Whatever she says, it must be couched in sweetness. She forces herself to smile through the caress.
‘I wanna say … it hasn’t been easy for us. We’ve attracted a lotta harrassment over the years. My husband has never been … conventional. Never hidden his beliefs, and that’s earned him his share of enemies. Sometimes I wonder …’ The words rise to her throat like saccharine vomit. ‘I wonder if I’ve been selfish, clinging to Jim’s love, Jim’s leadership. I wonder, maybe, if he did go to Russia, someplace our enemies can’t reach him, maybe we could make do here for a little whiles. Maybe, y’know, with less scrutiny—’
It’s a small thing, but it’s there: an immediate tightening of the hand on her nape, a twitch in the smile by her ear. Small, but enough to make her aware of Eve, leaning against the radio shed with folded arms, her face a locked safe.
‘Listen to my good wife,’ Jim takes advantage of the falter in her speech to intone. ‘She don’t know how selfless she is.’
And if there was a glimmer of hope in the crowd before, it’s extinguished by the sight of them: her pale, damp, and rumpled as a used tissue; him golden, full-faced, supporting her weight.
‘Mother knows you won’t never find a love like mine, leadership like mine. You’ll never find a father like me. Ain’t selfish, Mother clinging to what she knows is true, hmm?’
Tears plop from Rosaline’s eyes like jungle rain. Antonia Bud rises, hugging Ignatius.
‘We don’t care about Russia, Father! We just want peace.’
The door to the radio shed creaks open. Phil strides out with a tape recorder, nods at Jim, who zeroes his gaze on Antonia.
‘Sister, thank you for coming forward. Would you care to tell the world your reasons for taking this final stand …?’
It’s dawn by the time the tape recorder is switched off, the people having been granted the good news that they won’t have to die just yet; the traitor has been spied in Miami.
‘We sleep ’til noon today,’ Jim announces benevolently. ‘Sunday — day of rest.’
Clarisse Luce jogs past Rosaline with a look of intense concentration, her bump seemingly bigger than a couple days ago. ‘Clarisse, don’t run!’ Danny calls ineffectually; then, in an aggr
ieved tone, to his stepmother, Juanita, ‘Can you tell her not to run with the baby?’
‘Girl, don’t run!’ Juanita hollers. When Clarisse fails to obey, Juanita grumbles to her friend Corazon, ‘Girl’s gonna run if she wants to.’

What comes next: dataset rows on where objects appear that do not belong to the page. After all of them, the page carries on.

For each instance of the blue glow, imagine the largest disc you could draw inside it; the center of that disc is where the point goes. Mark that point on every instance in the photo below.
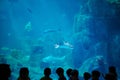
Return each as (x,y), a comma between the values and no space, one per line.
(80,34)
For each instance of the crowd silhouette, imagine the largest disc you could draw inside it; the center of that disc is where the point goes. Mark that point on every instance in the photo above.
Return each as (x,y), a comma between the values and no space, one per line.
(72,74)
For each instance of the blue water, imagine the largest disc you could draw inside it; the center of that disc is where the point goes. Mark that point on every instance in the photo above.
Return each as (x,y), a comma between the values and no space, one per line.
(80,34)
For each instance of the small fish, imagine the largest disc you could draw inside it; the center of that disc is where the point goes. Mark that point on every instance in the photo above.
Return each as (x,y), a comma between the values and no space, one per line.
(51,30)
(28,27)
(5,48)
(52,59)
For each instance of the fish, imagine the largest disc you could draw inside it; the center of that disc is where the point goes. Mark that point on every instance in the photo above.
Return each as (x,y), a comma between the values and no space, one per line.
(51,30)
(28,27)
(52,59)
(65,45)
(90,64)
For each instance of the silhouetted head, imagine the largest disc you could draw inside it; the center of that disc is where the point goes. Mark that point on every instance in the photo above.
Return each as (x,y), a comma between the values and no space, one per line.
(95,75)
(74,74)
(60,71)
(87,75)
(112,69)
(5,71)
(24,72)
(47,71)
(110,76)
(68,72)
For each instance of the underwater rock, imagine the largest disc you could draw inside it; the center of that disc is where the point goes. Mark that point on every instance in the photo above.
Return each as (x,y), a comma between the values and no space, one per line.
(92,63)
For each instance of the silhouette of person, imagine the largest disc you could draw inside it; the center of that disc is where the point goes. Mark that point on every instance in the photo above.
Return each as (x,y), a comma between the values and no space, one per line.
(95,75)
(68,72)
(110,76)
(74,75)
(87,76)
(47,72)
(112,70)
(23,74)
(60,73)
(5,71)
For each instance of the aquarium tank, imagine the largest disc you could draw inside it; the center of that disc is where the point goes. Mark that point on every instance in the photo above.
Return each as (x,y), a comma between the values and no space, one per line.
(77,34)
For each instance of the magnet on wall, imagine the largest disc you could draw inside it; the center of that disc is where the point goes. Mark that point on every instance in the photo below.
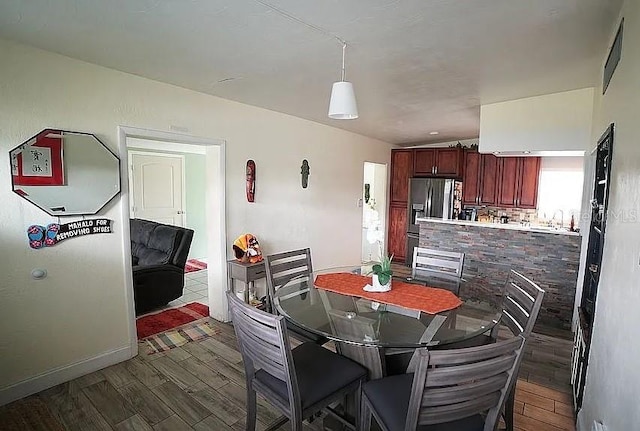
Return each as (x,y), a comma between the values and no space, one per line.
(304,171)
(251,181)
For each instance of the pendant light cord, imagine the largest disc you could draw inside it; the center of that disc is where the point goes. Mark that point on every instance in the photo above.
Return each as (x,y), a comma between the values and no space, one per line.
(344,49)
(300,21)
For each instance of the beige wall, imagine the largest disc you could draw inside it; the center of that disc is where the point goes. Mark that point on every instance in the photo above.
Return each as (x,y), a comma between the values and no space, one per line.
(552,122)
(613,379)
(78,312)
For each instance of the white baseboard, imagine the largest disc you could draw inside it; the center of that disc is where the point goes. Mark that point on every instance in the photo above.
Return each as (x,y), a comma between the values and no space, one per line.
(63,374)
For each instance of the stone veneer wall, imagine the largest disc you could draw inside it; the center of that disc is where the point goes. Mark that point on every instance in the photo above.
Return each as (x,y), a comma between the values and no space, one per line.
(550,260)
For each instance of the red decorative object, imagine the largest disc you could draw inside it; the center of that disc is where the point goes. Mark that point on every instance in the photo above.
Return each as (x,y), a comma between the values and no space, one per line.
(193,265)
(169,319)
(40,162)
(413,296)
(251,180)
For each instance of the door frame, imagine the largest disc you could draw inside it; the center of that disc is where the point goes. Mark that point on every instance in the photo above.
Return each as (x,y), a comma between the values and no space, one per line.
(383,209)
(216,216)
(183,179)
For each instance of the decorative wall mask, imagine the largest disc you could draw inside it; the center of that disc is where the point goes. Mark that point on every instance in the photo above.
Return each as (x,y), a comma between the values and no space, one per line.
(251,180)
(65,173)
(304,171)
(39,236)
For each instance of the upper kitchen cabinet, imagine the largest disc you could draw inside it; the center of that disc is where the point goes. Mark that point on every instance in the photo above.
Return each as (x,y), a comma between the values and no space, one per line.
(479,184)
(518,182)
(438,162)
(401,172)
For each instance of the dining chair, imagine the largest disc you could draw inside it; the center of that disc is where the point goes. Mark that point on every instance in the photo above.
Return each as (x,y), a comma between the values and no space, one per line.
(348,325)
(520,307)
(287,267)
(436,261)
(445,265)
(457,390)
(299,382)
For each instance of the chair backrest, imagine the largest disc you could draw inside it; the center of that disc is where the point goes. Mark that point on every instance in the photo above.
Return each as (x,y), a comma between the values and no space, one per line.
(427,262)
(454,384)
(346,324)
(263,343)
(281,268)
(521,305)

Jim steps offstage, followed by Phil with the tape recorder, and then by Eve.
‘See? It’s Elly-phant!’ Sally-Ann Burne giggles over her sketchpad with Elly Bud and Yolanda, that pretty fieldworker. Yolanda leans forward, then rears back laughing, shaking her curls.
Jim eyes Yolanda, says something to Eve. She stiffens, nods.
Smirking, Jim shambles inside the radio shed. Phil and Eve stare at each other for a moment, faces flushed. Then they drop their gazes, stalk in opposite directions.
‘Mom, want us to walk you to your cottage?’
Rosaline wrests her gaze from whatever drama is unfolding between Eve and Phil, and turns to Jin-sun. He looks like he’s aged ten years in one night, but his eyes are wide, solicitous. Carrie yawns into the crown of Bam’s head.
‘Don’t worry about me, sweetie.’ Rosaline kisses all three of them. ‘Make sure your parents get some sleep, baby boy.’
As the young family shuffles out of the pavilion, Rosaline watches Eve issuing commands to Yolanda. ‘If you can’t find any orchids, cut some zinnias. Bring them straight to West House.’ Yolanda nods and Eve waves her away, marches toward the Education Tent.
Though she knows her aching bones will hate her for it, Rosaline follows. Slowly. Inside, Eve is spraying blackboards with a bottle of vinegar like her life depends on it. She stops when she sees Rosaline. ‘Yes?’
In response, a new ball of pain fires up Rosaline’s spine. With a strangled cry, Rosaline flaps her hands, wincingly sits herself on the nearest wooden bench. She can’t speak for at least a minute, by which point Eve is standing over her, clutching her spray-bottle.